Suivre une enseignante en stage, pas à pas…
Mon rendez-vous avait lieu à l’urgence de l’Hôtel-Dieu de Montréal. Le quart de travail du soir a commencé vers 15 h, alors que l’enseignante doit faire le tour des salles de l’urgence pour choisir les patients à jumeler aux étudiantes. Exceptionnellement, Francine a cinq étudiantes dans son groupe au lieu de sept : trois très bonnes, une moyenne et une plus faible. Une chance, selon elle ! Pour ce stage de fin d’études, les étudiantes doivent terminer la session avec trois patients à leur charge. Ce soir-là, elles en auront deux ou trois, selon la force de chacune et les compétences à acquérir, ce qui demande à l’enseignante de superviser, en plus des cinq étudiantes, entre 10 et 15 patients.
Il est 15 h 45 et c’est le rendez-vous donné aux étudiantes pour l’attribution des patients, les devoirs particuliers pour le lendemain et le retour sur certaines évaluations, tout cela dans une salle minuscule où le groupe tente de se faire une place à travers les étudiants de médecine et le va-et-vient continuel.
Il est 16 h et nous voilà au poste des infirmiers pour le début de cette soirée mouvementée. Les étudiantes doivent prendre le rapport inter service, lire les dossiers de leurs patients et ensuite aller rencontrer chacun d’entre eux. À travers cette agitation, l’enseignante est appelée sans arrêt à répondre aux questions des étudiantes, à valider tous les médicaments à donner, à assister les techniques de soins que l’étudiante exécute et à rendre des comptes à l’infirmière responsable du patient et à l’infirmière chef du département.

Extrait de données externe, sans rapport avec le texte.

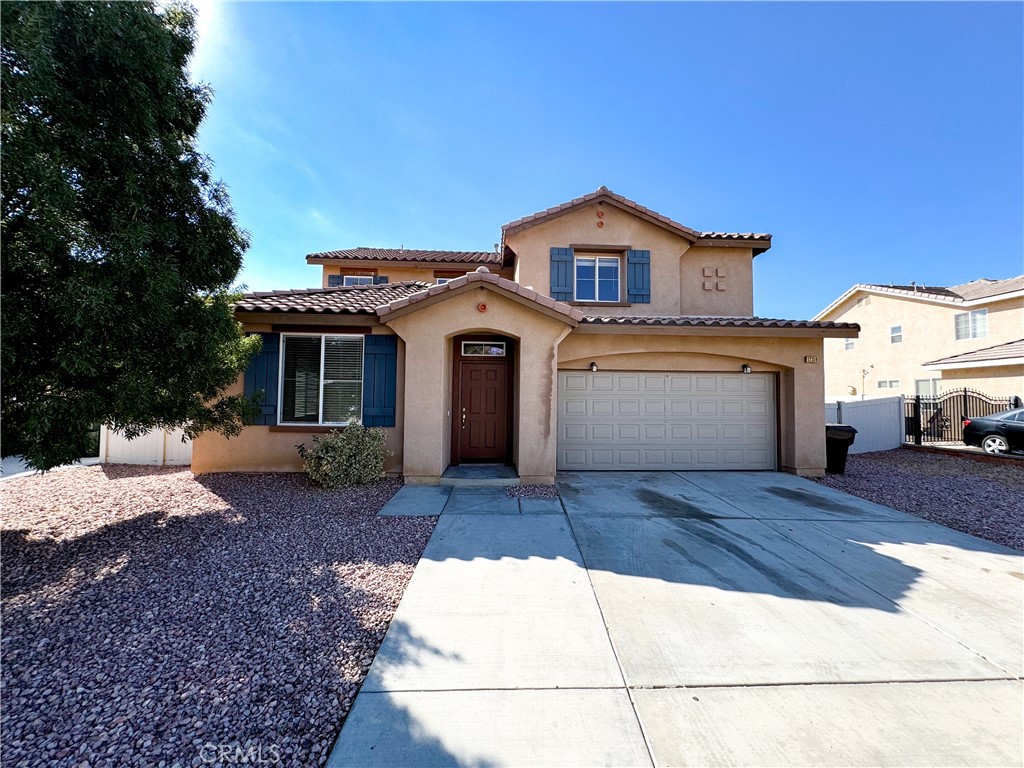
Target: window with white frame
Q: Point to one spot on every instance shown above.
(357, 280)
(321, 379)
(597, 279)
(973, 325)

Je suis pas à pas Francine et je réalise que j’aurais dû prendre mon podomètre. Je m’assois pour regarder l’heure : il n’est que 17 h 30 ! Le feu roulant se poursuit jusqu’à 20 h, alors qu’une légère accalmie permet aux étudiantes d’aller souper à tour de rôle. Francine a à peine le temps de manger car il y a toujours une étudiante qui vient la voir. Vers 21 h, tout reprend de plus belle jusqu’à minuit. Après cette soirée, Francine doit vérifier les notes aux dossiers des patients, écrire des commentaires sur le travail des étudiantes, corriger quelques évaluations et préparer la journée de demain. Tout cela se termine vers 2 h du matin.
Mon constat
Tout d’abord, il est devenu évident pour moi qu’un quart de travail pour une enseignante en stage est beaucoup plus exigeant que pour une infirmière. Les journées sont beaucoup plus longues, avec un niveau de stress et de responsabilité très élevé. Selon le type de stage, l’enseignante doit arriver une heure à l’avance pour vérifier les dossiers des patients avant le changement de quart de travail. Une enseignante qui doit enchainer quatre jours de stage dans une même semaine, et cela parfois sur quatre semaines, se retrouve avec un grand niveau de fatigue. D’ailleurs, plusieurs enseignantes demandent des réductions de tâche pour améliorer leurs conditions de travail et de vie. Ajoutons à cela la difficulté de maintenir des milieux de stage stables, la priorité étant donnée aux universités, et la lourdeur du milieu hospitalier montréalais. N’en ajoutons plus, leur cour est pleine !
Je crois qu’il est grand temps de reconnaitre la lourdeur de la tâche des enseignantes en soins infirmiers et de trouver des solutions tant sur plan local que national.